ASHRAE published its 2017 Fundamentals handbook on 2017-06-01. Changes it made to Chapter 34 Energy Resources included removing “low-level geothermal energy (an energy source for heat pumps)” as an energy resource form, “earth heat” as an ambiguous synonym for geothermal energy, and “atmosphere or large body of water” as an energy resource used by heat pumps. These corrections were supported by the fact that the Sun, not geothermal energy, is the source of energy for climate-dependent ambient ground/water/air temperatures used as a heat source/sink for heat pumps. Chapter 34 Geothermal Energy of the 2015 HVAC Applications handbook includes application design guidance for ground source heat pumps in addition to geothermal energy systems; these two unrelated applications need to be separated to be consistent with the Energy Resources chapter.

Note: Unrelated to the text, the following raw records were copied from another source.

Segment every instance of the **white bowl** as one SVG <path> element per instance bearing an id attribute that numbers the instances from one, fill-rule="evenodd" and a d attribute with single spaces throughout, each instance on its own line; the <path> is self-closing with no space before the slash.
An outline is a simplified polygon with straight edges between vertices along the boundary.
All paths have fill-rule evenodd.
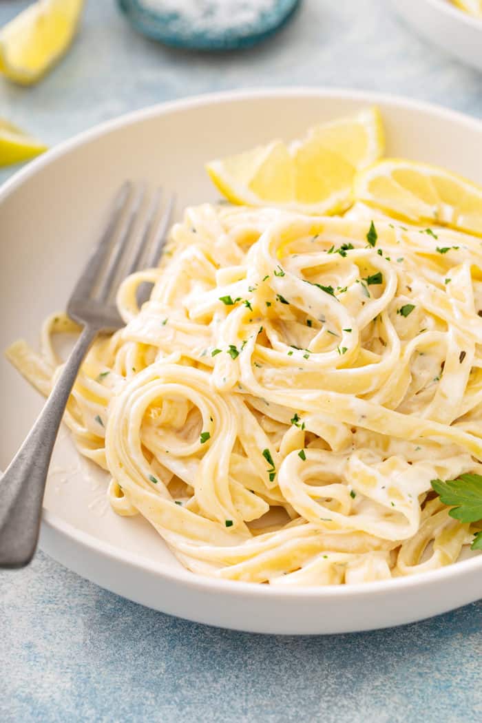
<path id="1" fill-rule="evenodd" d="M 482 19 L 449 0 L 392 0 L 417 33 L 446 53 L 482 70 Z"/>
<path id="2" fill-rule="evenodd" d="M 216 197 L 204 162 L 376 103 L 387 152 L 447 166 L 482 183 L 482 124 L 449 111 L 374 93 L 285 89 L 166 103 L 104 124 L 58 146 L 0 189 L 0 348 L 36 343 L 62 309 L 114 189 L 125 178 L 163 182 L 179 206 Z M 42 401 L 2 359 L 0 466 Z M 44 500 L 40 544 L 63 565 L 151 607 L 260 633 L 319 633 L 400 625 L 482 595 L 482 555 L 418 576 L 364 585 L 280 590 L 184 570 L 141 518 L 119 518 L 106 481 L 61 430 Z"/>

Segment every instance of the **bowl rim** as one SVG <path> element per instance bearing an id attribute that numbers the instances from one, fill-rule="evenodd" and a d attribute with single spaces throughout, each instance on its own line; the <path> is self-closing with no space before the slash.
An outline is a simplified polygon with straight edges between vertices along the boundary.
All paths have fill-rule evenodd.
<path id="1" fill-rule="evenodd" d="M 433 2 L 433 0 L 429 0 L 429 1 Z M 436 1 L 438 3 L 439 0 L 436 0 Z M 147 106 L 124 114 L 111 120 L 104 121 L 90 129 L 77 134 L 72 138 L 55 145 L 14 173 L 0 187 L 0 204 L 4 202 L 8 197 L 20 188 L 29 178 L 51 163 L 61 158 L 62 156 L 68 155 L 72 150 L 82 147 L 91 140 L 96 140 L 104 134 L 126 126 L 149 120 L 158 116 L 168 115 L 172 112 L 183 111 L 203 106 L 231 102 L 242 103 L 257 99 L 299 97 L 345 99 L 358 101 L 361 103 L 392 106 L 400 108 L 402 111 L 410 109 L 432 116 L 438 116 L 447 121 L 465 125 L 466 127 L 475 130 L 480 133 L 482 140 L 482 121 L 441 106 L 406 98 L 391 93 L 356 90 L 349 88 L 332 88 L 326 86 L 319 87 L 280 86 L 280 87 L 246 88 L 242 90 L 223 90 L 196 95 Z M 126 550 L 119 552 L 111 543 L 99 539 L 92 534 L 78 529 L 73 524 L 65 522 L 61 517 L 45 508 L 43 508 L 42 527 L 46 528 L 51 534 L 57 534 L 61 536 L 64 536 L 68 538 L 69 542 L 82 547 L 84 552 L 87 550 L 113 562 L 135 568 L 139 571 L 158 578 L 168 578 L 173 583 L 182 584 L 183 586 L 187 586 L 188 588 L 198 591 L 207 590 L 233 597 L 267 597 L 280 600 L 298 598 L 301 601 L 304 599 L 315 598 L 321 601 L 340 597 L 372 596 L 374 594 L 381 595 L 389 592 L 396 594 L 397 591 L 414 586 L 426 588 L 428 586 L 430 587 L 434 586 L 437 582 L 442 583 L 449 579 L 455 581 L 457 578 L 465 577 L 467 575 L 472 573 L 476 575 L 478 573 L 480 574 L 482 572 L 482 555 L 480 555 L 437 570 L 422 572 L 405 577 L 392 578 L 390 580 L 353 585 L 306 586 L 284 589 L 277 586 L 259 585 L 257 583 L 204 576 L 191 573 L 183 568 L 171 567 L 165 562 L 152 561 L 139 553 Z"/>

The Geothermal Energy chapter in the ASHRAE Handbook series incorrectly associated ground source heat pumps with geothermal energy beginning with a major revision of Chapter 29 in the 1995 HVAC Applications handbook. A comparison to previous Geothermal Energy chapters (1982 Applications Ch. 56; 1987 HVAC Systems and Applications, Ch. 45; 1991 HVAC Applications, Ch. 29) shows the ground source application design guidance was added to the existing chapter of geothermal energy application design guidance. References to heat pumps were also added to the Resource (renamed Resources) section of the geothermal chapter and the “low temperature” geothermal energy classification, which had been defined as 15°C to 90°C, had its lower bound removed; previously warm and hot springs were considered geothermal resources, this change added cold springs.

I have prepared draft revisions of the 2015 Geothermal Energy chapter and the 2017 Composite Index to correct references to non-geothermal applications. These are in the form of printouts of handbook pages, hand-edited, and scanned to two pdfs.

Theodore B. Reinhart's draft revisions, 1.4 MB pdf, to
2015 ASHRAE Handbook HVAC Applications Chapter 34 Geothermal Energy

Theodore B. Reinhart's draft revisions, 0.4 MB pdf, to
2017 ASHRAE Composite Index

The ground is a unique heat source/sink for heat pumps, not because of geothermal energy, or even the Sun (the power source that maintains the Earth's global average surface temperature of 288 degrees Kelvin), but because of its mass and insulation from the surface, its ability to follow the local average temperature instead of the daily weather. I didn’t count them, but I bet I could easily find a dozen chapters in the handbook series that are dedicated to a single heat exchange system type, nearly all dealing with rejecting heat to the atmosphere. The various open/closed/dx/horizontal/vertical/etc. ground source heat exchanger designs need their own chapter, too, but not the Geothermal Energy chapter, which currently is being "used to meet a variety of marketing or institutional needs," (quoted from 2015 HVAC Applications, page 34.10, section 3.1 Terminology, first paragraph).